Kali ini Ridho kembali yakin bahwa ia kembali dibully oleh akhwat di depannya itu perkataannya yang `tersangkut`.
“Sepenting itu, ya, isinya?” kata Aya.
Tidak tepat dugaan Ridho.
“Apa jangan-jangan di dalam sini ada hewan yang ditutup rapat sampe kehilangan oksigen dan pas aku buka besok, aku kesemprot parfum bangkai?”
“Ukhti Aya?” Abi datang dari dalam rumah, bersedia ke masjid pula.
Aya tersenyum pada Abi dan kembali ke Rinan.
“Lama banget, sih? Berantem lagi, ya, sama Ridho?”
“Nggak!” kata Aya pada Rinan seraya menyembunyikan kotak itu di balik sajadah dan mukena yang melilit tangannya. “Ayo.”
Dari teras, percakapan Rinan dengan Aya terdengar.
***
Masjid masih sepi. Baru tiga orang bapak-bapak dan Bu Tira dan yang sedang shalat sunnah di pojok. Aya dan Rinan memang suka berangkat lebih awal.
“Dasar cowok. Kalo ke masjid pasti milih nongkrong dulu di luar daripada shalat tahyatul masjid,” gerutu Aya dengan suara kecil ketika baru masuk ke masjid dan tidak melihat batang hidung Ridho dan Abi yang harusnya juga sudah tiba.
“Aya, cukup di luar kamu banyak ngomong. Di sini, tahan-tahanlah,” tegur bijak dari Rinan.
`Tluk... tluk...` Suara benda yang terjatuh didapati telinga Rinan yang sedang ribet memasang mukenanya.
“Apaan tadi, tuh, Ya?” Rinan baru selesai mengurusi mukenanya.
“Nggak ada... apa... apa...” Aya meyadari ia sedang berbohong (kecil).
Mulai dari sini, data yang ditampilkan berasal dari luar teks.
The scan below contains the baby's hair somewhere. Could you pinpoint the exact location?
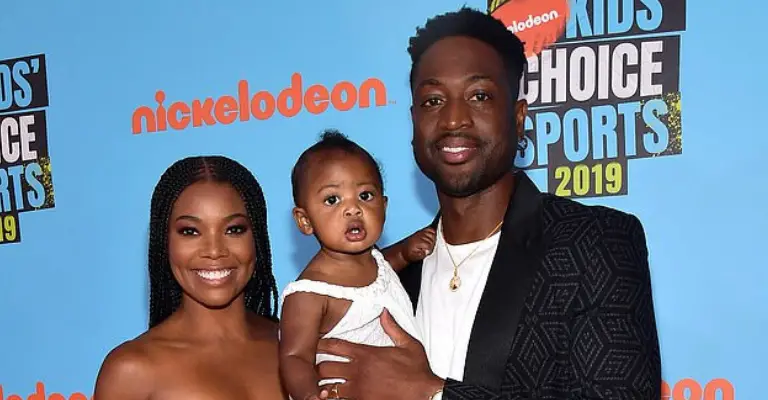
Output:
[291,129,384,206]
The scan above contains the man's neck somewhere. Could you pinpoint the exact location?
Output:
[438,172,515,245]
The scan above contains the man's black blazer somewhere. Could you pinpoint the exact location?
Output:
[400,173,661,400]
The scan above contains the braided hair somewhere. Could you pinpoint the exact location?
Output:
[148,156,277,328]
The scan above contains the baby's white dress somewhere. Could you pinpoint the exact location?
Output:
[282,249,421,385]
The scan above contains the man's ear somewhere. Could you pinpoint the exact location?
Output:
[293,207,314,235]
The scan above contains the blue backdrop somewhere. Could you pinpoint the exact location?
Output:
[0,0,768,400]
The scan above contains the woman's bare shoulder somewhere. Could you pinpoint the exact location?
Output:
[94,334,155,400]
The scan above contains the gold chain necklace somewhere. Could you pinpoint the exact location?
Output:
[440,220,504,292]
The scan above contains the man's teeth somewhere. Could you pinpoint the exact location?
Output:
[442,147,469,153]
[197,269,232,280]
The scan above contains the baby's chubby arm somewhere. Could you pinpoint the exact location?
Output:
[279,292,327,400]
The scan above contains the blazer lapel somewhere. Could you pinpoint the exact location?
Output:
[462,172,542,390]
[399,216,440,313]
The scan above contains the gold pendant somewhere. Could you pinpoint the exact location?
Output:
[449,275,461,292]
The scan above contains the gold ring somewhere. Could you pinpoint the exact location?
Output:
[328,383,340,399]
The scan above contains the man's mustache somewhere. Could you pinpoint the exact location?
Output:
[429,132,488,147]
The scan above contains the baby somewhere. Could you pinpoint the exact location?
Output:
[280,130,435,400]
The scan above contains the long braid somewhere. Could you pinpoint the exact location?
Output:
[148,156,277,328]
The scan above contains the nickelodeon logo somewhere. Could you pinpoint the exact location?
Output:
[131,73,387,134]
[0,382,93,400]
[661,378,736,400]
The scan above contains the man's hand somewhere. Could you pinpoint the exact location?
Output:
[402,227,437,263]
[318,311,444,400]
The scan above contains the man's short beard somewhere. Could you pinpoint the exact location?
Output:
[417,153,516,198]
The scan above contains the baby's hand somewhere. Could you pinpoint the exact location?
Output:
[403,228,437,263]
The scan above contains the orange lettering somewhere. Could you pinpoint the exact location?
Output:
[192,97,216,127]
[277,73,302,118]
[237,80,251,121]
[672,378,702,400]
[304,85,328,114]
[213,96,237,125]
[155,90,168,131]
[360,78,387,108]
[168,101,190,131]
[704,378,736,400]
[251,91,275,120]
[130,72,387,134]
[27,382,46,400]
[661,381,672,400]
[132,106,157,134]
[331,81,357,111]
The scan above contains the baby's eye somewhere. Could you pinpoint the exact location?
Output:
[227,225,248,235]
[323,196,339,206]
[177,226,197,236]
[360,190,374,201]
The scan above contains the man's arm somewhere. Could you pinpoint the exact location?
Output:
[442,211,661,400]
[570,210,661,399]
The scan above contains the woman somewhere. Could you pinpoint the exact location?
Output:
[94,156,286,400]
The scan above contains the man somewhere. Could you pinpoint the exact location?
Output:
[320,8,661,400]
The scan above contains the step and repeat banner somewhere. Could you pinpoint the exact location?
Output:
[0,0,768,400]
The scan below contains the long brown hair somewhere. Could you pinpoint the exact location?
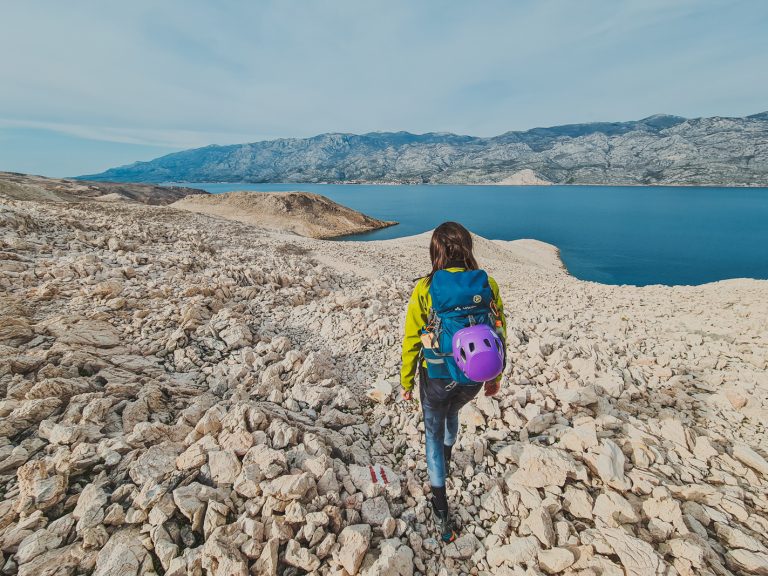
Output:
[427,222,479,284]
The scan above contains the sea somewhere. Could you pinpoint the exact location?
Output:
[169,183,768,286]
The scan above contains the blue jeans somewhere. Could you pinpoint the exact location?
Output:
[419,372,483,488]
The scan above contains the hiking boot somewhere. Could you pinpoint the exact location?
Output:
[432,498,456,543]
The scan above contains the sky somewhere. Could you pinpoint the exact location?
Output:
[0,0,768,176]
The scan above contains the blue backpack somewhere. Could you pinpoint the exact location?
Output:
[421,270,499,385]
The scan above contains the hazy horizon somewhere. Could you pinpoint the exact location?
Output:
[0,0,768,176]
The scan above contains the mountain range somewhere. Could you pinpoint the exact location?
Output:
[80,112,768,186]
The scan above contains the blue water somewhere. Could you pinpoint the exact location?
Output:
[172,183,768,286]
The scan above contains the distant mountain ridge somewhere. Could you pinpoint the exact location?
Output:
[81,112,768,186]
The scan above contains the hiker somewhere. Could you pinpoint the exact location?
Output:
[400,222,506,542]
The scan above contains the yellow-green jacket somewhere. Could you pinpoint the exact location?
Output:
[400,268,507,390]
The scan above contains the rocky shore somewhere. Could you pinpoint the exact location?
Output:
[173,191,397,239]
[0,190,768,576]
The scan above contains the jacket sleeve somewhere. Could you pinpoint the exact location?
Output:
[400,280,428,390]
[488,276,507,342]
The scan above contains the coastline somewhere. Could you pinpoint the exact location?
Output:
[0,198,768,574]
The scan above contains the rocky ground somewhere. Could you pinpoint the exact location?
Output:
[0,195,768,576]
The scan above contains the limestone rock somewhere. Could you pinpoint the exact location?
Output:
[512,444,586,488]
[486,536,540,568]
[93,528,154,576]
[733,443,768,477]
[600,528,666,576]
[538,548,576,574]
[361,538,413,576]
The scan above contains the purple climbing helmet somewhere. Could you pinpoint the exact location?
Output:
[452,324,504,382]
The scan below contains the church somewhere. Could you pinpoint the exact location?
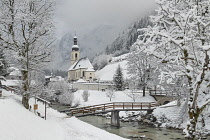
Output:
[68,35,95,81]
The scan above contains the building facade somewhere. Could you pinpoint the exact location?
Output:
[68,36,95,81]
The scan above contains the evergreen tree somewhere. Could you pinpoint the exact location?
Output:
[113,65,124,91]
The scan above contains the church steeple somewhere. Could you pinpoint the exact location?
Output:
[71,33,80,65]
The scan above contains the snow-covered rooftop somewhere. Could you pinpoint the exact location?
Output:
[1,80,21,86]
[69,57,93,71]
[9,70,22,76]
[76,79,86,83]
[86,68,95,72]
[72,45,79,48]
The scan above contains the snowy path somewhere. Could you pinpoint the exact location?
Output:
[0,91,128,140]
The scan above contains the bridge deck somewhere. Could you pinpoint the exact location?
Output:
[64,102,157,117]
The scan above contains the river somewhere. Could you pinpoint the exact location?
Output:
[79,116,184,140]
[52,104,184,140]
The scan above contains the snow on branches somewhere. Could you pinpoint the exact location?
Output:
[135,0,210,139]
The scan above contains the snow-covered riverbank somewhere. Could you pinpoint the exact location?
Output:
[0,90,128,140]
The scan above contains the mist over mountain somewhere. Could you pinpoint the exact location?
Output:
[50,24,119,71]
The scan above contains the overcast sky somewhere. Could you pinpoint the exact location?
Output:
[56,0,155,38]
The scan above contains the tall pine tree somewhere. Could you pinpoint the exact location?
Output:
[113,65,124,91]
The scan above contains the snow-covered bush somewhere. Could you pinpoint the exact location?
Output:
[106,88,115,102]
[82,90,90,102]
[59,92,74,106]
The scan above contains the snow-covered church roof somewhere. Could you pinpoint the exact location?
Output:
[69,57,93,71]
[72,45,79,49]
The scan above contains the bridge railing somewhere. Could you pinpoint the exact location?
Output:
[149,90,179,96]
[71,102,157,116]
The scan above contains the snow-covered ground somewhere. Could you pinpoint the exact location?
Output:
[0,90,128,140]
[96,56,129,81]
[74,90,156,117]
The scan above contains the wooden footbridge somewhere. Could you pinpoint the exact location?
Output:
[62,102,158,127]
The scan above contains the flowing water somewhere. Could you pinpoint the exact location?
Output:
[52,103,210,140]
[79,116,184,140]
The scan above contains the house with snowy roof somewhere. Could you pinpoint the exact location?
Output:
[68,36,95,81]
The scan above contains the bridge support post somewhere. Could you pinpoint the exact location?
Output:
[111,110,120,127]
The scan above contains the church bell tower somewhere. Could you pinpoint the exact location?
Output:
[71,35,80,65]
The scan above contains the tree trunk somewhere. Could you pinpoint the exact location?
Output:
[21,70,29,109]
[143,86,146,96]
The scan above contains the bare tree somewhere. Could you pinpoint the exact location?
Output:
[136,0,210,140]
[106,87,115,102]
[0,0,54,109]
[124,80,140,102]
[82,90,90,102]
[128,48,157,96]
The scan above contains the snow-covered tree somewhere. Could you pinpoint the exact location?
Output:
[0,48,7,76]
[124,80,140,102]
[113,65,124,91]
[93,54,111,70]
[106,87,115,102]
[127,50,157,96]
[136,0,210,140]
[0,0,54,108]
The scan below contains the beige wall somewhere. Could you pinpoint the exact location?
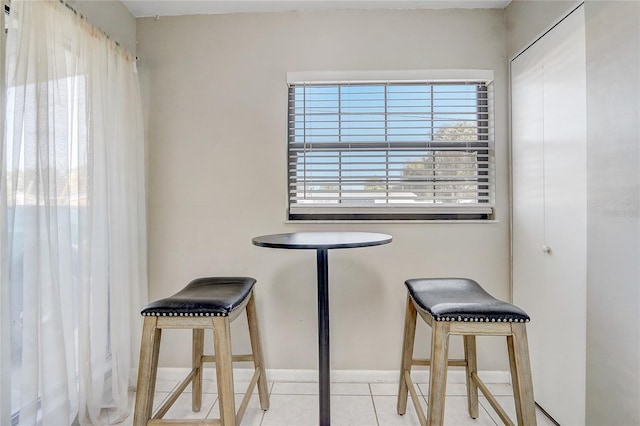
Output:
[68,0,136,55]
[137,10,509,370]
[506,0,640,425]
[585,1,640,426]
[505,0,582,60]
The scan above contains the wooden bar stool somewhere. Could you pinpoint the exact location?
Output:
[133,277,269,426]
[398,278,536,426]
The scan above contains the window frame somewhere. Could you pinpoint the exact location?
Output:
[286,69,495,222]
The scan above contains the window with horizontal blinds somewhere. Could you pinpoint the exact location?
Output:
[288,72,495,220]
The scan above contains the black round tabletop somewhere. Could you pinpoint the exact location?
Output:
[252,232,392,249]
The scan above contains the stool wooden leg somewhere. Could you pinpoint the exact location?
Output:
[246,292,269,411]
[507,323,536,426]
[427,321,450,426]
[397,295,417,415]
[213,317,236,426]
[464,335,478,419]
[191,328,204,411]
[133,316,162,426]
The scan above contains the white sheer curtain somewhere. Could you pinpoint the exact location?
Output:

Sebenarnya saat ia membentangkan sajadahnya, ia tak sengaja menjatuhkan kotak plastik itu dan kini ia tengah sembunyikan di lantai, di bawah rok mukenanya yang belum ia pasang.
“Oh.”
“Duh, taro di mana, ya?” bisik Aya pada dirinya sendiri.
Aya berbolak-balik ke luar dan ke dalam masjid dengan rok mukena yang digunakan menutup kotak plastik. Ia bingung di mana bisa menyimpan benda itu. Setelah bergolak batin dan pikiran, Aya mendapat ide untuk menyimpannya di belakang bak sampah kecil di balik pintu masjid. Dengan langkah pelan, tepat saat Rinan sujud dalam shalat rawatibnya, Aya menaruhnya.
“Kenapa nggak dari tadi mikirnya? Dan semoga ini nggak ngeganggu kekhusyukan shalat aku,” batin Aya.
Usai shalat fardhu, Aya dan Rinan hendak melaksanakan shalat sunnah. Ridho yang akan keluar dari masjid bertatapan sinis dengan Aya sekejap. Entah apa lagi yang mereka pikirkan.
Rinan dan yang lainnya masih shalat sunnah usai shalat fardhu. Aya dengan mukena yang tetap ia kenakan mengambil langkah hati-hati dan mencoba terlihat santai. Seraya memperhatikan orang-orang di sekitar, Aya menarik pintu masjid agar dapat mengambil kotak plastik yang kemudian nantinya disembunyikan di balik sajadah.
“Kok nggak ada? Perasaan tadi di sini. Di pintu sebelah kiri, kan? Di pintu sebelah kanan juga nggak ada tempat sampahnya. Aduh! Di mana, nih?” Aya khawatir berat. Siapalah yang mengambilnya? “Huh! Pasti Ridho. Katanya mau ngasih, sekarang malah ngambil lagi. Ih! Lagian, apa sih isinya? Kayaknya benda berharga banget?”
Di jalan pulang, Rinan memerhatikan kecemberutan Aya. “Kenapa, Ya?”
“Rinan, kalau malam Selasa, aku marah lagi, boleh, nggak?”
“Ya ampun, Aya? Malam tahun baru serangga pun nggak boleh marah-malah, lagi!”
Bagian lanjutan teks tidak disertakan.